Expert Answers: Diet and the holidays
For many of us, food is a large party of holiday celebrations. Unfortunately, it can be stressful being around so many delicious and tempting treats. We've noticed several of our community members asking about how to approach holiday eating, so we asked our experts Kelly and Meryl to share some advice for the following question:
I love the holidays! Is it okay if I "cheat" and eat what I love on Hanukah or Christmas?"
Response from Kelly
Diabetes does not mean you have to stay away from all of the foods you love, you just need to plan ahead and be smart about it. During the holidays we often know what to expect in terms of food. You know what foods your family typically serves or what foods you usually prepare, use this to your advantage when planning. Decide ahead of time what foods you really want to enjoy and which ones you're going to pass on. If you're bringing a dish, make something that's a good choice for you to eat.

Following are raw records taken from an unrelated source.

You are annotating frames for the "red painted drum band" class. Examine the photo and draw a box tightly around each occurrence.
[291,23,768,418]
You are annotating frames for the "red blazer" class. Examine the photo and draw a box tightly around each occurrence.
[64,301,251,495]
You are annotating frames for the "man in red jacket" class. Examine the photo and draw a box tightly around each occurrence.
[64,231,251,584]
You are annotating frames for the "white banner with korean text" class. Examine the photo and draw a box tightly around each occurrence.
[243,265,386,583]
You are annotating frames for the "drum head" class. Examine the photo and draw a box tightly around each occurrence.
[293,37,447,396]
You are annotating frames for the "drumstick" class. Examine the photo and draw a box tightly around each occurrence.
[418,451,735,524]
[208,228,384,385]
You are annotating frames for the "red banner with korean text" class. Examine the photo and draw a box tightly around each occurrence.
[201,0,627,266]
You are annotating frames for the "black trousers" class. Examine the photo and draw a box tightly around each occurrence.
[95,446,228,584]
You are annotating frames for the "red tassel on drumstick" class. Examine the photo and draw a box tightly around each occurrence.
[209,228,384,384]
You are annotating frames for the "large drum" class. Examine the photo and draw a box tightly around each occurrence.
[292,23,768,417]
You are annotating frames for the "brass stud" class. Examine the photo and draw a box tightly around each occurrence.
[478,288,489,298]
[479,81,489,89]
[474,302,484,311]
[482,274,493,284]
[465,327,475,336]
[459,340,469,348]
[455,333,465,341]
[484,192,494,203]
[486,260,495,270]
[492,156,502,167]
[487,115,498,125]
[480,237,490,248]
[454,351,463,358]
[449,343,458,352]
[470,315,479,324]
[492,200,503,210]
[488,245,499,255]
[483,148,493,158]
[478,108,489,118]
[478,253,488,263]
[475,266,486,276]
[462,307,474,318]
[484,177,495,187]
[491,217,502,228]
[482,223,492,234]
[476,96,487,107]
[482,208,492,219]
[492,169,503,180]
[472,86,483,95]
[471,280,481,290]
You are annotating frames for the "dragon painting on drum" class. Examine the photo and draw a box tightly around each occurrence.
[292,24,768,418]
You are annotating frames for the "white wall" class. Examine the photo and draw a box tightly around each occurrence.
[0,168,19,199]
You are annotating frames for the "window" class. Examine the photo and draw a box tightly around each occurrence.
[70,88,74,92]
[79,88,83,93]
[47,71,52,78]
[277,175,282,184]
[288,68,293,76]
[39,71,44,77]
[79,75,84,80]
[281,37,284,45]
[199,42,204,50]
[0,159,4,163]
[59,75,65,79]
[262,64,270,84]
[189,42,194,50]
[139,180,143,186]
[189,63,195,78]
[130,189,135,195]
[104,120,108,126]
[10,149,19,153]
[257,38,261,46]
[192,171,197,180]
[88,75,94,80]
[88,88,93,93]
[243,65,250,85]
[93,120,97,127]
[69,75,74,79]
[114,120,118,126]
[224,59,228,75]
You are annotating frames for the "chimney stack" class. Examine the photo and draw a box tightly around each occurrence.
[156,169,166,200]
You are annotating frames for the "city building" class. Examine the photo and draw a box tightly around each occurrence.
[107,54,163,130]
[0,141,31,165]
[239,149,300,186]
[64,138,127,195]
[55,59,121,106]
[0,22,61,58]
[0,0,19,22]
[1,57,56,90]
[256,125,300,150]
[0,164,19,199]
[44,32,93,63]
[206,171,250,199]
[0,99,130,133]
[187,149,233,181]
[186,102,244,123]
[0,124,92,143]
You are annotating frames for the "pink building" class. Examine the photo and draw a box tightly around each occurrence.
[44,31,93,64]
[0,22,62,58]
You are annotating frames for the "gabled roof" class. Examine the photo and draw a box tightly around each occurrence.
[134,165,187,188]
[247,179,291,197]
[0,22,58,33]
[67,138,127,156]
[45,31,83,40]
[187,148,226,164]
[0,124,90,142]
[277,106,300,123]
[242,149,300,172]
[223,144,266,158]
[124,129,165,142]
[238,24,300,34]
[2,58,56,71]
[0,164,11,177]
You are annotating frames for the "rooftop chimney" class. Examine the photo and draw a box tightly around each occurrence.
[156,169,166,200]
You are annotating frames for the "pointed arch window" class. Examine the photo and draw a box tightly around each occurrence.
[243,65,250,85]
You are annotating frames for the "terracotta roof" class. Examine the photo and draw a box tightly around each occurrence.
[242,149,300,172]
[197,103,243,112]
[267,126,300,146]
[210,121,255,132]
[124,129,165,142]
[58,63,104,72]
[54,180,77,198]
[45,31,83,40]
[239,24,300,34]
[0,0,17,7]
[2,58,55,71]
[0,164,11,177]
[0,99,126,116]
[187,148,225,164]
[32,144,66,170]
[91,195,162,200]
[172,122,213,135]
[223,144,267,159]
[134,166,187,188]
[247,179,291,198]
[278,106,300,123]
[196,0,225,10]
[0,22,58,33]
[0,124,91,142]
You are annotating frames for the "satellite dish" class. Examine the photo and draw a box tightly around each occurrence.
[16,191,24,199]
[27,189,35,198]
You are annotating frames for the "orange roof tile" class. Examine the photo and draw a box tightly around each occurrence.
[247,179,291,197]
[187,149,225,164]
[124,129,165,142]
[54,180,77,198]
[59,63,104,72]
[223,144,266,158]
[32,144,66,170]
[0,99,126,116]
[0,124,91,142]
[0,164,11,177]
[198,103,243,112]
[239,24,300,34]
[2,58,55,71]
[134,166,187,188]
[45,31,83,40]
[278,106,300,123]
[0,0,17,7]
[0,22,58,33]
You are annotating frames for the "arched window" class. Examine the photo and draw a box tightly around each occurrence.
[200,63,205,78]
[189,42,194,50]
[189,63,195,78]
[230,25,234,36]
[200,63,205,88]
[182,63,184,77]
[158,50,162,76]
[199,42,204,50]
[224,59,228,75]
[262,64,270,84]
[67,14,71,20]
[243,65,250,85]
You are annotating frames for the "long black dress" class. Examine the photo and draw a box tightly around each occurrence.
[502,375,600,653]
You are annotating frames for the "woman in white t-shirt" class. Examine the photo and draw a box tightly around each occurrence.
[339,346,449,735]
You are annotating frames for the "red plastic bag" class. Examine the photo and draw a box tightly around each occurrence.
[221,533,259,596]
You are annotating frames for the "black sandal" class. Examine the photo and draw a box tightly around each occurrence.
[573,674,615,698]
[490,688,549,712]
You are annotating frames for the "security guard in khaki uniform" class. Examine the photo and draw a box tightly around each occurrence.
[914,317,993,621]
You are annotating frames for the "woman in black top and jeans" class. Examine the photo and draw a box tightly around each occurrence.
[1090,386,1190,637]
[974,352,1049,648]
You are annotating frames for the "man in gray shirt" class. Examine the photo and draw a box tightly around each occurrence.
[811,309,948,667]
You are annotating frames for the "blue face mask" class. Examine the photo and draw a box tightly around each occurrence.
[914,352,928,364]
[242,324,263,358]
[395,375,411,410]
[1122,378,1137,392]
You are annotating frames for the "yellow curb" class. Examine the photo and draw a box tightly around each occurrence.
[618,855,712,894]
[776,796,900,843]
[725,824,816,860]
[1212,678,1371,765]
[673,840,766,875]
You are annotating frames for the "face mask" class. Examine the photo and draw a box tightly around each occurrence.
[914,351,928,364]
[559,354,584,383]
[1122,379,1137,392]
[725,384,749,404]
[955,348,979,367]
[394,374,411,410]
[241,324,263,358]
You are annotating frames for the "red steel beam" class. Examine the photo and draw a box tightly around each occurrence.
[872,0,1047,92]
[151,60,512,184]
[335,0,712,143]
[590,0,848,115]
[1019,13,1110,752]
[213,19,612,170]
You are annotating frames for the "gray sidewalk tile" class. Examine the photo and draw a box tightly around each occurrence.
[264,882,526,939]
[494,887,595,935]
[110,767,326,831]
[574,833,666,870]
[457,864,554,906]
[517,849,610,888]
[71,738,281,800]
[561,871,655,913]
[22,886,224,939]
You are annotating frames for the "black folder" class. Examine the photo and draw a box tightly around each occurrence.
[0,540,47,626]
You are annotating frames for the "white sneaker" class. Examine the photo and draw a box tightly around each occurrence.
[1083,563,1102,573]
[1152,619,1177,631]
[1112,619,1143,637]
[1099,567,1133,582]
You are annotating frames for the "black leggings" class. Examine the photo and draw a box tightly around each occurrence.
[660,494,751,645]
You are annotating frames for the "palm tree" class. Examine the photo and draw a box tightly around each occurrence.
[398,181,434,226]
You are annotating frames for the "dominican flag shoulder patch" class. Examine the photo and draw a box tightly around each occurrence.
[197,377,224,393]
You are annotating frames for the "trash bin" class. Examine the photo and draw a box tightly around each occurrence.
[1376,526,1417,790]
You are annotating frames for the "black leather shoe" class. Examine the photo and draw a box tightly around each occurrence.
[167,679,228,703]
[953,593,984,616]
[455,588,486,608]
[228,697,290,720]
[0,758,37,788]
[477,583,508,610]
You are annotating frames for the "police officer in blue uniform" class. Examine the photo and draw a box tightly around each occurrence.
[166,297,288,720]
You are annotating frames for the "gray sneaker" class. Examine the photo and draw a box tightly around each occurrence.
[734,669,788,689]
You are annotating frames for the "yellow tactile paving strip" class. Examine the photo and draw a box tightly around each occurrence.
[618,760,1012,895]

With Diabetes it doesn't work to "save up" your carb allotment like you may if you were watching calories alone. Carbohydrates are the body's main fuel source and we need to eat them throughout the day, every few hours, for optimal blood sugar control. Eat breakfast or a light and healthy snack before you leave the house. This will get you off to a good start and you won't be ravenously hungry when you arrive, which can lead to overeating.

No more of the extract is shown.